Le médium révèle quelques traits de caractères de Leclerc et l’affection qu’il portait à sa famille. On apprend par ailleurs qu’il a eu un second fils et qu’il était adepte de la « bonne musique » :

Eh bien ! Voyez ; je suis encore ici puni par mon défaut principal, celui que je combattais avec tant de peine sur la terre, et que j’étais parvenu à dominer en partie ; l’impatience que j’avais de me voir parmi vous m’a troublé à un tel point que je ne sais plus exprimer mes idées avec lucidité, et cependant cette matière qui m’entraînait si souvent à la colère autrefois n’est plus là ! Allons, je me calme, puisqu’il le faut.

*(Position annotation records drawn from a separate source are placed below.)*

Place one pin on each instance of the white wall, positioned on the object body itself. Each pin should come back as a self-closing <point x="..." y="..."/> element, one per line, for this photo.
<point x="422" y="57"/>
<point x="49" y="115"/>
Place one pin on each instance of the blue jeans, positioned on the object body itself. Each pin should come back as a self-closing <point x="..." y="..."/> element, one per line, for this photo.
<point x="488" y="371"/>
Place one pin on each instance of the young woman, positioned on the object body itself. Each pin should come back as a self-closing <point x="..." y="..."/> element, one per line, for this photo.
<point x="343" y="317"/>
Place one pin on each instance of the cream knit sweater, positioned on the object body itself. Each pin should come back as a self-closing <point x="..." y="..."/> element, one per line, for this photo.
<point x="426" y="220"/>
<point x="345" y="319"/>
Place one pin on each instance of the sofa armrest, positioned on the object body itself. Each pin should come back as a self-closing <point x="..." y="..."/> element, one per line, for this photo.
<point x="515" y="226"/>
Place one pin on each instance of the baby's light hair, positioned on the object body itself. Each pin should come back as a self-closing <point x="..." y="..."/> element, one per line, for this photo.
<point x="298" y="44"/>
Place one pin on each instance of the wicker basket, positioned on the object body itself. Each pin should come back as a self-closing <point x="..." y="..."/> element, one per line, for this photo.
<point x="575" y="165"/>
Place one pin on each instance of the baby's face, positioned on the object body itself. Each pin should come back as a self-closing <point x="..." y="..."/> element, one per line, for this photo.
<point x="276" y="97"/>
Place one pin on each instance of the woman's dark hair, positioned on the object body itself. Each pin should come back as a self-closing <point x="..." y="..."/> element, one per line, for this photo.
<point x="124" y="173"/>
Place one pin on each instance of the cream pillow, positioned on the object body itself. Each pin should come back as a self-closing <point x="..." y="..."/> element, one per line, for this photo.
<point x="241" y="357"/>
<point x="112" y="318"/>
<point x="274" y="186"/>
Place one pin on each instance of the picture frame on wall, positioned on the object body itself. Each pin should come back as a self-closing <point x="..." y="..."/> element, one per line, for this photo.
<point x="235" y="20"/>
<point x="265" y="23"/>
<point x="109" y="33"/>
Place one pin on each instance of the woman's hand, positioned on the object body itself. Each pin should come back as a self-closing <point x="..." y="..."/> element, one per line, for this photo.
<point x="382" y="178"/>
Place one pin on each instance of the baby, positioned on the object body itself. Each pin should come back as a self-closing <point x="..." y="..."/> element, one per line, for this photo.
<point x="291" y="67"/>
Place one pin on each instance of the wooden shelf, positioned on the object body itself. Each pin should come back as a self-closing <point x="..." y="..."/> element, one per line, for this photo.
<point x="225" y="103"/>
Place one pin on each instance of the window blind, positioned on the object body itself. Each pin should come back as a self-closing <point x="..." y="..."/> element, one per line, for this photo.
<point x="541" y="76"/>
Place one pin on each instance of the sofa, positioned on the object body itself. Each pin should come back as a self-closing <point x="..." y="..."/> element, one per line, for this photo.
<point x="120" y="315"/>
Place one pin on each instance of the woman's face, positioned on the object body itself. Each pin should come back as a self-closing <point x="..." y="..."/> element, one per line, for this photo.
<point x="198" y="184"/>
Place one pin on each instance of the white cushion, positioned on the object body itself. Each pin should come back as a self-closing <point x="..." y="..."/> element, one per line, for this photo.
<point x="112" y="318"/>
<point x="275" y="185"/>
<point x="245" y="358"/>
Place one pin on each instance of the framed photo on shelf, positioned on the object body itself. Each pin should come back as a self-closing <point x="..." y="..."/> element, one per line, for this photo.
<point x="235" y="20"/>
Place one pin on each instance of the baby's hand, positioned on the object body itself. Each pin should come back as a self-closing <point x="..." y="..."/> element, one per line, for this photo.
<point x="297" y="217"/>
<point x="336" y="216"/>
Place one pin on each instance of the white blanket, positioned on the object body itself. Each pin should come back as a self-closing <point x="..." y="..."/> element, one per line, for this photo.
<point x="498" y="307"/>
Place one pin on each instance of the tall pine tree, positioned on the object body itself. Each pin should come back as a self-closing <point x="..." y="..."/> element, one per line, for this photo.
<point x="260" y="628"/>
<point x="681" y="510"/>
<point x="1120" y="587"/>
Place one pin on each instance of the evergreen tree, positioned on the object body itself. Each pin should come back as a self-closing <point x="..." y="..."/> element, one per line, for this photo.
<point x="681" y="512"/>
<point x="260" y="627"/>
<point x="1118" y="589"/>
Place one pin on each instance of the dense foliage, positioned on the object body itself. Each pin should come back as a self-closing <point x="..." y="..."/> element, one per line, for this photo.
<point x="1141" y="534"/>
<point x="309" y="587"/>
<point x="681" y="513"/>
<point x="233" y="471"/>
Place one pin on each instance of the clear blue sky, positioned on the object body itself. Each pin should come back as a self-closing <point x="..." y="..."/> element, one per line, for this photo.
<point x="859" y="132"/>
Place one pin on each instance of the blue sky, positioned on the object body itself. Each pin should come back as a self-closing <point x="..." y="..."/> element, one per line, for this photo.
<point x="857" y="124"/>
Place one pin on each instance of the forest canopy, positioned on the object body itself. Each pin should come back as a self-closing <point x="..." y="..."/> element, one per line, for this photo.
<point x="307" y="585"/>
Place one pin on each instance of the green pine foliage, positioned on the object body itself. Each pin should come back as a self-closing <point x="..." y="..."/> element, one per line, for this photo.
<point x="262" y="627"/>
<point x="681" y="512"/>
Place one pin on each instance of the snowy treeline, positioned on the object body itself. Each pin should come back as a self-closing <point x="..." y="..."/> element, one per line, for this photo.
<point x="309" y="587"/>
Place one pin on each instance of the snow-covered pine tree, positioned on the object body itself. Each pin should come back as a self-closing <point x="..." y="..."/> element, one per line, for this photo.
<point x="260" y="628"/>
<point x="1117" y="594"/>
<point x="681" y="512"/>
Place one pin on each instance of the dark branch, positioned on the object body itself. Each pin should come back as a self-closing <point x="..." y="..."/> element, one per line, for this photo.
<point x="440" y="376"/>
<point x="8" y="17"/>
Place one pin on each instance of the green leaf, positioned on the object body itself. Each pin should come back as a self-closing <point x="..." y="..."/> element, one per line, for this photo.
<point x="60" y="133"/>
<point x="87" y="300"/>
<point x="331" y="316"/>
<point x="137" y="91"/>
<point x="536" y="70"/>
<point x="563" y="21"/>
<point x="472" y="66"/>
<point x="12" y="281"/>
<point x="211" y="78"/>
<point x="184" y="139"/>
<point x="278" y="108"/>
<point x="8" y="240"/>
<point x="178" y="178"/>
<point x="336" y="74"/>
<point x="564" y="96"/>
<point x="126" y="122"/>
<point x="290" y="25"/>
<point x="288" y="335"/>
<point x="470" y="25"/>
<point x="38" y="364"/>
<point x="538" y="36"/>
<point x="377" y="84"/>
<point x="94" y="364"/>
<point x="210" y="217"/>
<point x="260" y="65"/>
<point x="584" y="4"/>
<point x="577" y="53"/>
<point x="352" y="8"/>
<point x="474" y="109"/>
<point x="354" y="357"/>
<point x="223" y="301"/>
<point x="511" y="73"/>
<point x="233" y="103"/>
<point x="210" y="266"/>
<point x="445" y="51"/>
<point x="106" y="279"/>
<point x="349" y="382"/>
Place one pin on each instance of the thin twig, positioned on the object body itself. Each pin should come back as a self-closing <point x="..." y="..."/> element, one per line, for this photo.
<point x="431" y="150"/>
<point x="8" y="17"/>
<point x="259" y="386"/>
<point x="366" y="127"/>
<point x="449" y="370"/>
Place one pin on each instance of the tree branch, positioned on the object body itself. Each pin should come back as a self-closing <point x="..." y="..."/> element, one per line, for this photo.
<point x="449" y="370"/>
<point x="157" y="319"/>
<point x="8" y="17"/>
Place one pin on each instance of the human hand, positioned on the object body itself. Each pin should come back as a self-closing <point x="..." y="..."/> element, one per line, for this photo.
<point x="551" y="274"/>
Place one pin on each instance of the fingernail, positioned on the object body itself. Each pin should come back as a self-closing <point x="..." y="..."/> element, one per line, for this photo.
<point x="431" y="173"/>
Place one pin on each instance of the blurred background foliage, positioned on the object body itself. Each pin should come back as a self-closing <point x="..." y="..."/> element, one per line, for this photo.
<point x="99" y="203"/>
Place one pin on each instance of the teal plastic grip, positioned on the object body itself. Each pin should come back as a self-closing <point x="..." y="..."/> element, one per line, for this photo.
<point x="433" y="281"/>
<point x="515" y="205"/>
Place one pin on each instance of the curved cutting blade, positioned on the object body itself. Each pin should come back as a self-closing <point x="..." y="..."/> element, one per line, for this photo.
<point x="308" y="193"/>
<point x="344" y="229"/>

Oh ! j’ai été bien surpris par cette fin inattendue ! Je ne craignais pas la mort, et je la considérais depuis longtemps comme la fin de l’épreuve ; mais cette mort si imprévue ne m’en a pas moins causé un profond saisissement... Quel coup pour ma pauvre femme !... Comme le deuil a rapidement succédé au plaisir ! Je me faisais une véritable joie d’écouter de la bonne musique, mais je ne pensais pas être si tôt en contact avec la grande voix de l’infini... Combien la vie est fragile !... Un globule sanguin se coagule ; la circulation perd sa régularité, et tout est fini !... J’aurais voulu vivre encore quelques années, voir mes enfants tous établis ; Dieu en a décidé autrement : que sa volonté soit faite ! Au moment où la mort m’a frappé, j’ai reçu comme un coup de massue sur la tête ; un poids écrasant m’a accablé ; puis tout à coup je me suis senti libre, allégé. J’ai plané au-dessus de ma dépouille ; j’ai considéré avec étonnement les larmes des miens, et je me suis rendu compte enfin de ce qui m’était arrivé. Je me suis promptement reconnu. J’ai vu mon second fils, mandé par le télégraphe, accourir. Ah ! j’ai bien essayé de les consoler ; je leur ai soufflé mes meilleures pensées, et j’ai vu avec un certain bonheur quelques cerveaux réfractaires pencher peu à peu du côté de la croyance qui a fait toute ma force dans ces dernières années, à laquelle j’ai dû tant de bons moments […] [24].